Гость этот был ближайший сосед их, Александр Сергеевич Пушкин, навещавший их чуть ли не каждый день из своего сельца Михайловского. Но оживленное настроение уже оставило Пушкина: он сидел с понурою головой в каком-то грустном раздумьи.
— У вас, Александр Сергеевич, верно, опять стихи на уме? — спросила девочка.
Пушкин очнулся и провел рукой по глазам.
— Стихи? — повторил он. — Нет… Так что-то…
Он взглянул на каминные часы и быстро приподнялся:
— Пора.
Все четыре хозяйки заговорили разом:
— Да куда же вы, Александр Сергеевич? Ведь совсем еще рано: всего девять. Посидите!
— Меня что-то тянет домой…
— А я знаю что! — объявила Машенька. — Вам надо поскорей-поскорей записать хорошенькую рифму, пока не улетела.
— Нет, у меня какое-то внутреннее беспокойство, — серьезно отвечал Пушкин, — точно предчувствие…
— Вечно у вас эти предчувствия и приметы! — заметила Евпраксия Николаевна. — А до сих пор ничего еще не сбылось.
— Кое-что уже сбылось.
— Например?
— Например, предсказание старухи ворожеи Кирхгоф в Петербурге: "Du wirst zwei Mal verbannt sein",[1] и вот я второй раз в ссылке.
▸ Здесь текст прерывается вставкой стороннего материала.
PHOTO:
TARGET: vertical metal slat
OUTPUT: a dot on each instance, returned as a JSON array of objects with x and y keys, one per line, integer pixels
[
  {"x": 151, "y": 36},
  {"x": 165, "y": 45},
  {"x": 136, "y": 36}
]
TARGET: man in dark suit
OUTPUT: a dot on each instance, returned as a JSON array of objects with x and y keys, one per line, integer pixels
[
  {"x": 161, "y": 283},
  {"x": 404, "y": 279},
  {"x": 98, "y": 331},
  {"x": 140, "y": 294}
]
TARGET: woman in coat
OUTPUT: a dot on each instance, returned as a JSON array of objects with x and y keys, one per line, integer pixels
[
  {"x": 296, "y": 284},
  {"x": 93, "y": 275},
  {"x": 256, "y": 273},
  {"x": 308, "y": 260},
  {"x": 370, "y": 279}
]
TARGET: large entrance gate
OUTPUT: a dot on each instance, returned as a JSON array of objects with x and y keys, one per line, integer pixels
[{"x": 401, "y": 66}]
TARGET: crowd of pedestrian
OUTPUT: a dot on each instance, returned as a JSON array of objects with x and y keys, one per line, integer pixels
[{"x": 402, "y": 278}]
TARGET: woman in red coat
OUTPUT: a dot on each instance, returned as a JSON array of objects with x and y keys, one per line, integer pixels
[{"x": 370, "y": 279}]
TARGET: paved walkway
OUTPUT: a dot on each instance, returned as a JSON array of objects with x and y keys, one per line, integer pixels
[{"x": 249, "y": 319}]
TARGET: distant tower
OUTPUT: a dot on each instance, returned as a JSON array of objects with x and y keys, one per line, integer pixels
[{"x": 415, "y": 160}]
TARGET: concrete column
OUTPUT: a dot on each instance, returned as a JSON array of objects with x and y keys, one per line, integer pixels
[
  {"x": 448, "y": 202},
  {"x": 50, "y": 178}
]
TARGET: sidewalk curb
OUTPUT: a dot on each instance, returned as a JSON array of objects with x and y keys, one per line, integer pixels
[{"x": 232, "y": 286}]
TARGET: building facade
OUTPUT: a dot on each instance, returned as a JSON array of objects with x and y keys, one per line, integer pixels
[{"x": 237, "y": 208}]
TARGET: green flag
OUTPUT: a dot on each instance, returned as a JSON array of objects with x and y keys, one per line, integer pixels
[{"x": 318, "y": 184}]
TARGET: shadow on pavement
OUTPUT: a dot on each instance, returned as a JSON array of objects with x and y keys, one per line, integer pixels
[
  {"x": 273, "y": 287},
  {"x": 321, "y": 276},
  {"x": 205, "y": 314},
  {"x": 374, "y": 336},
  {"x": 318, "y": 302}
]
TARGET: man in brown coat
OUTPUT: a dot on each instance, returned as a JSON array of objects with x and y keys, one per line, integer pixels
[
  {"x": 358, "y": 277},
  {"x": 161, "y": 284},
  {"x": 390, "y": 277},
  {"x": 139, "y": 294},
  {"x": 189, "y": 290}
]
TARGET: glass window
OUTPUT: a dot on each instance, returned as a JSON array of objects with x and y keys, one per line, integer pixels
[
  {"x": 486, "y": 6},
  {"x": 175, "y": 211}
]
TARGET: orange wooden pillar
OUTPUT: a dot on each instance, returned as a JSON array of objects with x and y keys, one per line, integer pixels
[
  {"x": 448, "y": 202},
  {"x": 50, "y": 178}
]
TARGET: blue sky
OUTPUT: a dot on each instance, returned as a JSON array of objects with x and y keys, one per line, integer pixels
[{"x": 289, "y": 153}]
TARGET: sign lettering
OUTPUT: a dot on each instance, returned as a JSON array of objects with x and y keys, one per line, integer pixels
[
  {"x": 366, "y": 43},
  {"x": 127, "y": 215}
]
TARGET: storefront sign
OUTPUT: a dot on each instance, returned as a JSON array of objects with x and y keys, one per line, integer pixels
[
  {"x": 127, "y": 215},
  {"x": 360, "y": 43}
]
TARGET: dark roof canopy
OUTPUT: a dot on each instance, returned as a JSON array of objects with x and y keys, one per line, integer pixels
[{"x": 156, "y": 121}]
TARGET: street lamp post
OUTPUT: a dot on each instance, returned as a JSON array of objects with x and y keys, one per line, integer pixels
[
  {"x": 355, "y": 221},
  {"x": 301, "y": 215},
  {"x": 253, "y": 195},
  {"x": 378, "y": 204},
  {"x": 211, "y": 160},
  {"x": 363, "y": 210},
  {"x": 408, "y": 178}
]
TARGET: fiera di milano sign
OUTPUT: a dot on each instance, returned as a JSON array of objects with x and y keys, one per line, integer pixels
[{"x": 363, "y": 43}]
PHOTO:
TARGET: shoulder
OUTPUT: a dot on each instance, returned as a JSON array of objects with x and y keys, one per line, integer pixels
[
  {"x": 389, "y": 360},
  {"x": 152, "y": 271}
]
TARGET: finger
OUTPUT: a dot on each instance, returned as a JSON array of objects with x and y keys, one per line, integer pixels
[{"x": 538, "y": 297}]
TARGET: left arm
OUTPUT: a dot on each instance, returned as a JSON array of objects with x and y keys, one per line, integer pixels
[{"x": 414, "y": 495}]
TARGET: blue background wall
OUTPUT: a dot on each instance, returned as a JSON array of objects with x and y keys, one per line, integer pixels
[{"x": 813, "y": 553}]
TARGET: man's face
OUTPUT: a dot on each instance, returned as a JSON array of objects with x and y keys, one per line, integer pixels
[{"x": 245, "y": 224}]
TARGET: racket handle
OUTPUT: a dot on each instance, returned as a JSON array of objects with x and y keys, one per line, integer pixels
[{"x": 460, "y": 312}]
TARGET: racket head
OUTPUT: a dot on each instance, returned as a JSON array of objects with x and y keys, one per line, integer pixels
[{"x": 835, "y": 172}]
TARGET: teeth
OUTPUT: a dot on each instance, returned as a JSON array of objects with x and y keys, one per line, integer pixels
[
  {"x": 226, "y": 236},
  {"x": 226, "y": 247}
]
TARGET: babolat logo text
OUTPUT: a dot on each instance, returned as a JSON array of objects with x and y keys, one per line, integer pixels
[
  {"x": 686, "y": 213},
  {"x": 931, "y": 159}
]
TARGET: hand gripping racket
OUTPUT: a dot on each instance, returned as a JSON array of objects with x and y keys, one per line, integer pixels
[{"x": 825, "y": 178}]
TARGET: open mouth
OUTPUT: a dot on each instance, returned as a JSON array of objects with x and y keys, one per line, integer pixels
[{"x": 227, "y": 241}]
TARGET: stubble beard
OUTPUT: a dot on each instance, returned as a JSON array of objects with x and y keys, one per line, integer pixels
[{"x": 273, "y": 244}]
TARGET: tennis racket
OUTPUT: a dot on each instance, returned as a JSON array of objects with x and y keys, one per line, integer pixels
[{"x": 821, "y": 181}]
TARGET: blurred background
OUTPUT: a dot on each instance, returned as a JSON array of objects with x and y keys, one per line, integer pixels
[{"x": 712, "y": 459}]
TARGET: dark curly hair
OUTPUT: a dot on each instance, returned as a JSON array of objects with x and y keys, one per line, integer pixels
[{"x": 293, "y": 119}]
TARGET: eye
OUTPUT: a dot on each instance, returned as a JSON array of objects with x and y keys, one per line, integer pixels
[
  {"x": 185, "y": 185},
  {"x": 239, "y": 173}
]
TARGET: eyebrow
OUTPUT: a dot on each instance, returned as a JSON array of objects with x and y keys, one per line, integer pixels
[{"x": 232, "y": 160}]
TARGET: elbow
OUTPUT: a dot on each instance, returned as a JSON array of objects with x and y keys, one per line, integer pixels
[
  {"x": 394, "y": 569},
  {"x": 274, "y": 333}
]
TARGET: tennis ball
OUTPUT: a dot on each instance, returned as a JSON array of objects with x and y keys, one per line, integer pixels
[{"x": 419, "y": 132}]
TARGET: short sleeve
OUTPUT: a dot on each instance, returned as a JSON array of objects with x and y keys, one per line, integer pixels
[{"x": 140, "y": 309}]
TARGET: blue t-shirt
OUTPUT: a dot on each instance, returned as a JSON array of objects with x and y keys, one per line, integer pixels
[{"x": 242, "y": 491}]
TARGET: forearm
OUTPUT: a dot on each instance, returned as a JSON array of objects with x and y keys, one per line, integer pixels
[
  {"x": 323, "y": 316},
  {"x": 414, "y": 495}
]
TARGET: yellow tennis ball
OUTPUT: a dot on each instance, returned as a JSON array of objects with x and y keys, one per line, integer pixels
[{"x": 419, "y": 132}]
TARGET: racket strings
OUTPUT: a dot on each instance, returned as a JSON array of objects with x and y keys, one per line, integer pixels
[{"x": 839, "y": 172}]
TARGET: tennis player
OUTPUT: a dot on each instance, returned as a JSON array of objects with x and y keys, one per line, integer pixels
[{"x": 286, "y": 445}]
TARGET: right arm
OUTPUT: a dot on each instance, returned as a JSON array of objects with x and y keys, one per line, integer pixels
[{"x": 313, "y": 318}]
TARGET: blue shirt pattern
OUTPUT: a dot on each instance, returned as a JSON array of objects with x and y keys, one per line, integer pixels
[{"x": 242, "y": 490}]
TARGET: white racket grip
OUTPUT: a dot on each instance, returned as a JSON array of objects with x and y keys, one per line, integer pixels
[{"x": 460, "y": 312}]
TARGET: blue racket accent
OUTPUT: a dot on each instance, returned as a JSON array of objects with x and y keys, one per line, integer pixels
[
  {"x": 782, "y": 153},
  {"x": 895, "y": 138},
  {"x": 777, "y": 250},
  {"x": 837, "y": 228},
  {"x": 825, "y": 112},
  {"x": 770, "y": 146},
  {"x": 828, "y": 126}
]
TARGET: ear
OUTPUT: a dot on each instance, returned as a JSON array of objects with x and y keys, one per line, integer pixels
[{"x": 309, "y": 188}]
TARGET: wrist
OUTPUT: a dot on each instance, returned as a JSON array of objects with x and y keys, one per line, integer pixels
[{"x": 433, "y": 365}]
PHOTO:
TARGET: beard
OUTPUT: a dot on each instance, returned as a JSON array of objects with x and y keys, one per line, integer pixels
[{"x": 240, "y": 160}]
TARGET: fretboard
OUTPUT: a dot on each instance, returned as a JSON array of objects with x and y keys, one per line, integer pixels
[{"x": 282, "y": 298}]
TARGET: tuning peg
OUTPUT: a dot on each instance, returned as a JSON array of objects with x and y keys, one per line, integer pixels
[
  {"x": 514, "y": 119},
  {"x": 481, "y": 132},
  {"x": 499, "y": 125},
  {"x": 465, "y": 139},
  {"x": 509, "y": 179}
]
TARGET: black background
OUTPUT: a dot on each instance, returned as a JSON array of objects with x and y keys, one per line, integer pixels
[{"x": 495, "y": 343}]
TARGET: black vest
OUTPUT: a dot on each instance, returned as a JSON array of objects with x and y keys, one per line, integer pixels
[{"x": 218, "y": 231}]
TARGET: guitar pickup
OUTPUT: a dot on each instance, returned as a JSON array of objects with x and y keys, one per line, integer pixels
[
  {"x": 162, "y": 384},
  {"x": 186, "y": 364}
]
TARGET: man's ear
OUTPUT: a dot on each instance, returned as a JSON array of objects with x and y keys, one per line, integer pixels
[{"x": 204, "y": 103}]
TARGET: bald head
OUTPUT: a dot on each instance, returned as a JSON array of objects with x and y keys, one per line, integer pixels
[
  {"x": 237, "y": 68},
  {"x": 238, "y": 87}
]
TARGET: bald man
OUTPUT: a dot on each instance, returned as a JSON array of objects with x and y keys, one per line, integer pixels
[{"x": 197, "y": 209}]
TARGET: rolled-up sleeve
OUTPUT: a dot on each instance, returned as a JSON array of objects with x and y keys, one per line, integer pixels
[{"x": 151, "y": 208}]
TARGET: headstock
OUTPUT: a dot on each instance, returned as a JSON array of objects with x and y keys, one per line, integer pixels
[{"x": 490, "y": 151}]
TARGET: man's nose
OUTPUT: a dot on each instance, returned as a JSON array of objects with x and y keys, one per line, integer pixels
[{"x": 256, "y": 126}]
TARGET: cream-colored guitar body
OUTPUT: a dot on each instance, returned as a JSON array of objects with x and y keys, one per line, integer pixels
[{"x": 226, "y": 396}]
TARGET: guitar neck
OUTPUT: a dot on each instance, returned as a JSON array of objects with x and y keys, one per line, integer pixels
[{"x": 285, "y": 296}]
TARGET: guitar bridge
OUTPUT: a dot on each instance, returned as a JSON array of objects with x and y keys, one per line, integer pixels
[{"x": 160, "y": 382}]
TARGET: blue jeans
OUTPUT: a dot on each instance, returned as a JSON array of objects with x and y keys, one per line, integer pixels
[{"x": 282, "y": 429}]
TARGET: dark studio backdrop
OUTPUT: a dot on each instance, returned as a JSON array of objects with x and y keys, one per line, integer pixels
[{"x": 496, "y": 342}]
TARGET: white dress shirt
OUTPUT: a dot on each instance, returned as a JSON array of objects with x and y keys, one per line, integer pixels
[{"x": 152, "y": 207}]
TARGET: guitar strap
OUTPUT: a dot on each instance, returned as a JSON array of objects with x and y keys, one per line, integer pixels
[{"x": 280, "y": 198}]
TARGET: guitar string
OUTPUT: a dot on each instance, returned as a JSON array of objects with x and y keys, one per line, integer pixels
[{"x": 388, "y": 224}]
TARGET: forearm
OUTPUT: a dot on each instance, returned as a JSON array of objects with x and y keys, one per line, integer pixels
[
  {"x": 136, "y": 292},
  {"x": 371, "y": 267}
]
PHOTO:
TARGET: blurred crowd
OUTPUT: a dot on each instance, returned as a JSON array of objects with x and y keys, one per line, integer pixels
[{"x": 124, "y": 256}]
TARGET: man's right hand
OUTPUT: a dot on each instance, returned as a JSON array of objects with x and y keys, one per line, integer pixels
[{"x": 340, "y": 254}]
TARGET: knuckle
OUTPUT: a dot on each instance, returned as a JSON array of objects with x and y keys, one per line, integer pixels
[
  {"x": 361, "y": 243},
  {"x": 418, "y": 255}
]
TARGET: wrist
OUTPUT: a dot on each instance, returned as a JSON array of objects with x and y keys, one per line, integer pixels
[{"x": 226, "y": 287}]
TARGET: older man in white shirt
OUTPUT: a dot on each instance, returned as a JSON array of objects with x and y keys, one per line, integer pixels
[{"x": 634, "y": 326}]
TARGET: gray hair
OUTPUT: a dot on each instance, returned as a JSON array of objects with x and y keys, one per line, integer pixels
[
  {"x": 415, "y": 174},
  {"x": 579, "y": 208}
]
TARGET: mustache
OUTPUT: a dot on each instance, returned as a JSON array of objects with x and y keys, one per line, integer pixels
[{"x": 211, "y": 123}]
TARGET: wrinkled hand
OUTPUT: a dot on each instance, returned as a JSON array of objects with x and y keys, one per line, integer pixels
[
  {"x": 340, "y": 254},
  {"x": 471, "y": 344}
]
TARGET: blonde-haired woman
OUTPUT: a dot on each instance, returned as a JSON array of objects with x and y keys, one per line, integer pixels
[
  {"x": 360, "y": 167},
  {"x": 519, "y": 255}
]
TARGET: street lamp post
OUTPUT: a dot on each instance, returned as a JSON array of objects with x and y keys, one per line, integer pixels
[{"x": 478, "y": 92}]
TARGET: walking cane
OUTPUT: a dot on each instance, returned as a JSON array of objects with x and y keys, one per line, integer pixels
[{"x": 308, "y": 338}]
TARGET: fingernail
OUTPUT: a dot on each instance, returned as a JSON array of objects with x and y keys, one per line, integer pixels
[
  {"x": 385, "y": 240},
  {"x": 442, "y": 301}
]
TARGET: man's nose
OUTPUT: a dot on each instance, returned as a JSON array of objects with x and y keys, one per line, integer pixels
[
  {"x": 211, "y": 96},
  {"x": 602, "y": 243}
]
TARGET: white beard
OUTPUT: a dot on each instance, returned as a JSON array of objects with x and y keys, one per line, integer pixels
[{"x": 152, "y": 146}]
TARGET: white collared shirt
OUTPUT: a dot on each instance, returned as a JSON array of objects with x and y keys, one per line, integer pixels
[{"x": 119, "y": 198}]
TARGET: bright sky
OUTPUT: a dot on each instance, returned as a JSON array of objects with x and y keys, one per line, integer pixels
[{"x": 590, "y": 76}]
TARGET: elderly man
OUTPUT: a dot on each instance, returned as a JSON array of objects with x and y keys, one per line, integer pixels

— Тем лучше: в третий раз, стало быть, ни за что уже не сошлют. Живите себе и пользуйтесь жизнью.
— Да, двенадцать лет еще впереди.
— Почему же именно двенадцать?
— Потому что та же Кирхгоф предрекла мне смерть, когда мне минет тридцать семь.
— Что за пустяки! — прервала его тут Прасковья Александровна. — Сыграй-ка ему, Зина, на фортепиано что-нибудь веселенькое, чтобы разогнать его мрачные мысли.
— А я знаю, чем его удержать! — подхватила Машенька и захлопала в ладоши.
— Чем?
— Да мочеными яблоками!
— Вот это так, вернее нет средства, — улыбнулась мать. — Беги же, милочка, неси скорей, пока Акулина Памфиловна еще не улеглась.
Девочка вихрем умчалась к старухе ключнице. Но затосковавшего поэта даже перспектива любимого его деревенского лакомства на этот раз не прельстила. Он взял шапку и окончательно распростился. Дамы пошли, однако, провожать его еще до передней. Только что слуга подал ему шубу, как влетела Машенька с полным салатником моченых яблок.
— И после этого будь любезной с гостем! Я едва-едва вырвала ключи от кладовой у нашей старой ворчуньи, а он удирает! Нет, сударь мой, извольте теперь кушать!
Достав из салатника ложкой одно яблоко покрупнее, она поднесла его к губам молодого гостя. Тому ничего не оставалось, как раскрыть рот пошире.
— Да ты сахаром-то не забыла посыпать? — спросила одна из сестер.
— Еще бы забыть для такого сластены! Разве не сладко? — отнеслась девочка к Пушкину.
У того рот был еще так полон, что он в ответ мог только промычать "мгм!" и кивнуть утвердительно головой.
— Жуете, жуете, как беззубый старик! — подтрунила над ним Машенька. — Разве угостить вас еще соком? Ну-с, раскройте-ка ротик.
Он опять беспрекословно исполнил требование; но угощение последовало с такою стремительностью, что едва половина попала по назначению; остальное же брызнуло ему за галстук и на шубу.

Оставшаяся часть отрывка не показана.